Sometimes when I sit down to write personal essay/memoir/blog posts, I hesitate. I think less about the craft of writing and more about who might one day read it. My mom, my friends, ex-boyfriends, future boyfriends. I even worry about possible future children who will think their mother was a moron/shitty person in her younger days. So I censor myself. I tell half the story and shelve the rest. I’m not ready for the world to see the ugly parts of me. It always makes me think of one of my favorite F. Scott Fitzgerald quotes:

“You’ve got to sell your heart, your strongest reactions, not the little minor things that touch you lightly, the little experiences that you might tell at dinner…you only have your emotions to sell.”

And that’s what made me so in awe of this writer and this work. It was the truth, her truth as she felt it and she lived it in what was the darkest year of her life. I thought it was beautiful.

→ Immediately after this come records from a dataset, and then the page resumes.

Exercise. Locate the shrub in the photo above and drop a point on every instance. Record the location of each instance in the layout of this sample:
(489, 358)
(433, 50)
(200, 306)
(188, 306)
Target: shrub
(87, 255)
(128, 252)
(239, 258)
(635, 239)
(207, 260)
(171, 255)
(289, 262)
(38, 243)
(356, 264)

Brain on Fire: My Month of Madness by Susannah Cahalan

8 Jan

Because of my dependency on the public library, I don’t get to read a lot of newer books. I usually have to wait 5 months to get ahold of a copy, and I’m an impatient person.

But over the holidays I splurged and bought myself a book…at a bookstore. An extravagance in my life as a poor New Yorker. This book was in the bestseller section which makes me wary. I worry about cheesy romances or over-hyped memoirs. This memoir, though, surprised me.

The book is written by a young journalist from New York. Within a couple of weeks, she goes from being a normal, productive member of society to a paranoid, barely verbal, mental patient in NYU’s epileptic ward. I don’t want to give too much away, because the book is written with such subtle and creeping suspense. I read it in two days. But I will say that her story takes unexpected turns and is a terrifying read.